上側にはナズナ、下部にはホトケノザが咲く。



ホトケノザの赤い蕾は、正に玉のような色相であり色彩が凝縮されている。
誠にうらうらとした温暖な陽だまりである。



水仙の若葉もここまで成長してきている。
既に花咲いている水仙も多いのである。
葛西臨海公園ではおそらく満開であろうし、伊豆の突端「爪木岬」では既に終わろうとしているのかもしれない。

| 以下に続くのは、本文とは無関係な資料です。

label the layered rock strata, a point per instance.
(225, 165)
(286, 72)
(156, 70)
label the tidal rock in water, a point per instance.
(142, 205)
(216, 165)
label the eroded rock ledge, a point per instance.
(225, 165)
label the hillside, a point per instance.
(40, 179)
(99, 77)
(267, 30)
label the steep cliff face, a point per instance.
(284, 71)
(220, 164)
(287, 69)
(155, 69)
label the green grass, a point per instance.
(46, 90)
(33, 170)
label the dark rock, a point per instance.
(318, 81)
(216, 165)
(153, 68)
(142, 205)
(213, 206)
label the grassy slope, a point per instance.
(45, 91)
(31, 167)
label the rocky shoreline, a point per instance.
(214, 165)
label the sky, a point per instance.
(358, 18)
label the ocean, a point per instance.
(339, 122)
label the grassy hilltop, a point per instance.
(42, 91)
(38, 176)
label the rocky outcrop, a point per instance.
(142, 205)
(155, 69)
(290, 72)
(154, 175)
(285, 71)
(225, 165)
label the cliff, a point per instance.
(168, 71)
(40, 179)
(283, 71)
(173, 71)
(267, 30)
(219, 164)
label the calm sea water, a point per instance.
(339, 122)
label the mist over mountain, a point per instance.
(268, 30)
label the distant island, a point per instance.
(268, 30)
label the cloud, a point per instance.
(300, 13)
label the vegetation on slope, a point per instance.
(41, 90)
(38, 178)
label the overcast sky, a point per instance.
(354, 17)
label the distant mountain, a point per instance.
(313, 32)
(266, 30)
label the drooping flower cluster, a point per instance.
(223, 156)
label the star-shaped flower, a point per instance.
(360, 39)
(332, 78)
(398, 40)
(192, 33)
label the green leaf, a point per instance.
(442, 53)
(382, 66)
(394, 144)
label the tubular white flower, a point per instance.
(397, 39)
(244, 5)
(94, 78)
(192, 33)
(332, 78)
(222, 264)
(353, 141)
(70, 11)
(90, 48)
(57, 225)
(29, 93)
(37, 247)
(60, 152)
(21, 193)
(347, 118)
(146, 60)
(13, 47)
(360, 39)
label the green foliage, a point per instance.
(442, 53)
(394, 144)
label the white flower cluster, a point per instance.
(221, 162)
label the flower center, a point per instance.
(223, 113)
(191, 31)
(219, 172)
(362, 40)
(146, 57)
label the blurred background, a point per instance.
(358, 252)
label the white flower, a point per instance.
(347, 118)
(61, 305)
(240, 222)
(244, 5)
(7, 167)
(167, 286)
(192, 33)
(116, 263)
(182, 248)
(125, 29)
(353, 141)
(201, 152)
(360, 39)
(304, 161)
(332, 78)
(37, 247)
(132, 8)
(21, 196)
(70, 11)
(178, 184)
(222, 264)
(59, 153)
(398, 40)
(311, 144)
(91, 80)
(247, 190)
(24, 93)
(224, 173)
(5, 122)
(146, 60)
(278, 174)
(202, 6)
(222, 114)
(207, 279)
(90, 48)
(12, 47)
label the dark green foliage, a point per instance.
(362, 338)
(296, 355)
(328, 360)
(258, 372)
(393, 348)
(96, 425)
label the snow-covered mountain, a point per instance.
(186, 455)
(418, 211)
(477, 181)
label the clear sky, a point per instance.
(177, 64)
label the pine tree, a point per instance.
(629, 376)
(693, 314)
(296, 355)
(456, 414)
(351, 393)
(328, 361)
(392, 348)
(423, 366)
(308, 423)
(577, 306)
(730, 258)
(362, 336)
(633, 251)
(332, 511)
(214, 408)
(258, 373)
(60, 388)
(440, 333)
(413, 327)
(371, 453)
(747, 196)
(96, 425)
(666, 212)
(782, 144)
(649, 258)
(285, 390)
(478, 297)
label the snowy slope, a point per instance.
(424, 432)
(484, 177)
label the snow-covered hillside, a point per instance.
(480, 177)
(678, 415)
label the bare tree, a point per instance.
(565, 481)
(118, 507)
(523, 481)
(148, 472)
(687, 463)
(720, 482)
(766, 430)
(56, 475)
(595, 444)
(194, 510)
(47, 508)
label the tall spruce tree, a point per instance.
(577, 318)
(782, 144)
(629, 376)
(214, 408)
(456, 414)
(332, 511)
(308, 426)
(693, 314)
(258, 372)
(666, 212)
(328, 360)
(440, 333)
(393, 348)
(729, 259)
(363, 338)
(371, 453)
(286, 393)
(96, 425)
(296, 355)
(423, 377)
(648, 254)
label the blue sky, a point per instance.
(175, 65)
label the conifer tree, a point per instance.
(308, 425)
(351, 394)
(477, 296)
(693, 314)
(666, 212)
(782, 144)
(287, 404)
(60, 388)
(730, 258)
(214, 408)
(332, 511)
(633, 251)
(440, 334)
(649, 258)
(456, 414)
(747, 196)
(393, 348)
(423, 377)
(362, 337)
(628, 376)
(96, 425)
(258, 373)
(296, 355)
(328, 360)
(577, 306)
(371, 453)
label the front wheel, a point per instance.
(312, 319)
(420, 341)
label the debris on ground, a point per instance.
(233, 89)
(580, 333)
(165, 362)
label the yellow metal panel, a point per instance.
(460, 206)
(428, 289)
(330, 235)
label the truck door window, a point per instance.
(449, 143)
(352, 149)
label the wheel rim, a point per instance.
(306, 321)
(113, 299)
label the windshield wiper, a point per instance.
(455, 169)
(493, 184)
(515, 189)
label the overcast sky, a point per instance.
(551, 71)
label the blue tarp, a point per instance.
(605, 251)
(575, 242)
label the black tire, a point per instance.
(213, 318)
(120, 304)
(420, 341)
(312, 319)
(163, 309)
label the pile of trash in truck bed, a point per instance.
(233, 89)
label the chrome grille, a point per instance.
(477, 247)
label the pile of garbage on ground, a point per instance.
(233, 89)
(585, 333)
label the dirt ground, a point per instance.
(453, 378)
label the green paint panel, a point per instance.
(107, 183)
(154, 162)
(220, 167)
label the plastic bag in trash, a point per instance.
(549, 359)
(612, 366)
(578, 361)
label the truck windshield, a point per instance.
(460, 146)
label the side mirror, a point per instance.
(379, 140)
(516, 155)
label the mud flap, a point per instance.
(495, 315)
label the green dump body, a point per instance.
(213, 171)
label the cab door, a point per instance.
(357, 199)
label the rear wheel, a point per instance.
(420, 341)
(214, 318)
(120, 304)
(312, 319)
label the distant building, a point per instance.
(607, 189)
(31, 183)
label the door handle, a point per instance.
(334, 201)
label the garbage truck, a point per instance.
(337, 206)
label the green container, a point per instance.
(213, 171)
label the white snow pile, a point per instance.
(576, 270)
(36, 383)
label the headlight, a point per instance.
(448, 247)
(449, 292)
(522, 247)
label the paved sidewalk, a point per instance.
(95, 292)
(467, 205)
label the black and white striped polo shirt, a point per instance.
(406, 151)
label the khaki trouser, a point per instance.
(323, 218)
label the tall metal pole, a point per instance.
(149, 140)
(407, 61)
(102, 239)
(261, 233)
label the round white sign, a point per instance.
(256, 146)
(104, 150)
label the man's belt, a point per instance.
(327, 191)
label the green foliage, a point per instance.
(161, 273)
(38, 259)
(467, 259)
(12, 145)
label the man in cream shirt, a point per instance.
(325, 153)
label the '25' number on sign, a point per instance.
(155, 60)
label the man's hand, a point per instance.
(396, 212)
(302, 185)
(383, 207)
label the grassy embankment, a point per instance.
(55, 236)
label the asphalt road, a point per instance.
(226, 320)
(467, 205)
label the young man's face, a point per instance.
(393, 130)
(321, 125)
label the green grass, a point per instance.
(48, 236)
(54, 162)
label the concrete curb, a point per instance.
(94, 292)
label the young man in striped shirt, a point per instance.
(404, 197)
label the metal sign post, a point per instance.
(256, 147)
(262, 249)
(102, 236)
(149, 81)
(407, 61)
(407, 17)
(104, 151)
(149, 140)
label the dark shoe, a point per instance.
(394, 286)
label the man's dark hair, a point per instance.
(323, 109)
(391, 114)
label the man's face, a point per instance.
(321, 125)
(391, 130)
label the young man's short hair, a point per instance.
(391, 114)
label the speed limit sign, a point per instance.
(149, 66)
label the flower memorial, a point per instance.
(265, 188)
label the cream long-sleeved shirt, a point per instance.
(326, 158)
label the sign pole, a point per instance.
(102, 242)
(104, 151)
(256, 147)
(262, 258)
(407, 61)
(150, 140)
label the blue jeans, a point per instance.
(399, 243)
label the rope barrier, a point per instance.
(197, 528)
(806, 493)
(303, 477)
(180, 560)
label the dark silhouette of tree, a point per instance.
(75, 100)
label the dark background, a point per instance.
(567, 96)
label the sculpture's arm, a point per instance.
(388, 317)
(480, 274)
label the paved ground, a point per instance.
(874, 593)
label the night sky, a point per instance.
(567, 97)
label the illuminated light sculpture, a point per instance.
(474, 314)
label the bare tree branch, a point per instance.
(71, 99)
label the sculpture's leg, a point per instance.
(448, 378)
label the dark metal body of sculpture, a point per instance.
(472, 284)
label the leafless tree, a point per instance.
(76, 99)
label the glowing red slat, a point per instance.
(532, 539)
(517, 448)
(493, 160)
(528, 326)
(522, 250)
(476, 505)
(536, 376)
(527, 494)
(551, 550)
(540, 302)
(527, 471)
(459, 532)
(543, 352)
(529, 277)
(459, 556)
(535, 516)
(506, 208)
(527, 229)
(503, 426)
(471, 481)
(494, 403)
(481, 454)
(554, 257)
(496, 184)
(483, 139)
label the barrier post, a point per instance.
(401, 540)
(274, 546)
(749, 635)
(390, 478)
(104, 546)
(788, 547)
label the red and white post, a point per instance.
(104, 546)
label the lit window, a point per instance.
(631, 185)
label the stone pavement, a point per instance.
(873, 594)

水仙・・・美人への例えは無いけれど、ぼくは芍薬や百合の花にも匹敵する美女だと思っている。
昨年は、水仙を爪弾くマンドリン演奏者に例えた句を詠んだ。
マンドリンを小脇に抱え、トレモロを爪弾く指の美しさに感動したのであった。

その指は、あたかもプラチナであるかのように光り輝き且生き生きと躍動していたものであった。



雪柳の若葉である。
小さな小さな若葉がコケティツシュでもある。



モクレンの産毛である。
花開く下準備は既に終わった。
花開くのを待つばかりである。
早春、何日か暖かい日が続きさえすれば花開く。



クリスマス・ローズの蕾である。
最近では、投資対象にまでなっている花である。
あたらしい花が次々と市場にリリースされている。

とある花やさんの温室で、クリスマス・ローズが咲いていた。
余りの可愛らしさに、カメラを向けた途端店に員さんから断られた。
まだ未発表の花であったようだった。



サボテンの新しい針。
鋭さや痛々しい感覚はなく、むしろ愛おしげに針が伸びていた。
新しい針の命は優しい。



これはカラスノエンドウの若い葉である。
わが故郷では「シビビー」と言った。

実が大きくなると、そっと捥いで中の実生をこそぎ落し唇に当て、そっと息を吹きいれる。
シビビービーと鳴るのである。

春の野川の風物詩であり、母の思い出ともなっている植物である。



馬酔木である。
場所によってはここまで花が開いている。







「春兆す八百万の精霊起きよ」


「芽を出して腕を伸ばせば光降る」







上がミモザの蕾。
下は一輪だけ咲いていた雪柳である。

春はようやく兆して来たとはいえ、深まりの様相も見せている

自然に畏怖した古代の人々。
暗闇に畏怖した平安の雅な人々。

原始、自然は信仰の対象であり、畏怖すべき存在であった。
句作に、その感性を生かしたいものである。